Monte Carlo algorithms for Bayesian estimation of hidden Markovian models. Application to radiation signal processing.

Authors
Publication date
1997
Publication type
Thesis
Summary Hidden Markovian models (CMMs) are used to model a large number of signals in various domains, including the field of nuclear measurement. Except for a few simple cases, Bayesian estimation problems for CMMs do not admit analytical solutions. This thesis is devoted to the algorithmic solution of a part of these problems by monte carlo methods and to the application of these algorithms to radiation signal processing.
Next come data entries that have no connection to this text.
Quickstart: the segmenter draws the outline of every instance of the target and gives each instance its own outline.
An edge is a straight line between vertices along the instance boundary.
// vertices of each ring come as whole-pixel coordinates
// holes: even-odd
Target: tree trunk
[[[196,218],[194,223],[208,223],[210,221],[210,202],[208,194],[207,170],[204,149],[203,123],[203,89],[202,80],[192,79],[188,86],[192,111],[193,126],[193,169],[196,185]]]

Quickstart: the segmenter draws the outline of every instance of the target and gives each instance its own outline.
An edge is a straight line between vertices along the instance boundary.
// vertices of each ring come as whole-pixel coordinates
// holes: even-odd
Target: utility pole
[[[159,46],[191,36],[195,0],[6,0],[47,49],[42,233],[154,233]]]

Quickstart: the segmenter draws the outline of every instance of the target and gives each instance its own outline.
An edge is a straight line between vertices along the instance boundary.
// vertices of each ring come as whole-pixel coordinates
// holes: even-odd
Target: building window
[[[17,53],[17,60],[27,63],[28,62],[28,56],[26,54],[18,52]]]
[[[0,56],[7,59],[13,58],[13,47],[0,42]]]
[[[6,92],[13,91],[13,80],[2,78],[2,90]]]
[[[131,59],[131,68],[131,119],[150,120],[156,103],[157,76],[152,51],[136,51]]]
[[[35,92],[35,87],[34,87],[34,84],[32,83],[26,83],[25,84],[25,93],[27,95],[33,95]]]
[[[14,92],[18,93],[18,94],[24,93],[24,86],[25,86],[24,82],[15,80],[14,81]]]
After having given some elements on the radiation signals and the associated mmc, the bayesian estimation problems are formulated. We then propose a synthesis of monte carlo algorithms for online Bayesian estimation of non-linear and non-Gaussian mmc and propose several original extensions of existing methods. In the following chapters, offline estimation methods based on markov chain monte carlo methods (mcmc) are presented. First, data augmentation and two original simulated annealing algorithms based on data augmentation are proposed and studied for the estimation of states of linear models with jumps. A simulated annealing algorithm based on data augmentation is then proposed and studied for the estimation of parameters in the sense of maximum a posteriori of finite state mcm. Then we propose mcmc algorithms for Bayesian estimation of arma models driven by a finite and/or continuous mixture of Gaussians of unknown parameters. The first algorithm is a gibbs sampler. This algorithm suffers from several shortcomings, a second more efficient algorithm based on the concept of partial conditioning is proposed. It is applied to the estimation of arma models with impulse excitation as well as to the blind deconvolution of bernoulli-gauss processes. Finally, we propose a mcmc algorithm for the Bayesian estimation of models with non-Gaussian observations. Two original procedures for simulating the hidden state process are proposed. This algorithm is applied to the estimation of the intensity of a doubly stochastic fish process from count data.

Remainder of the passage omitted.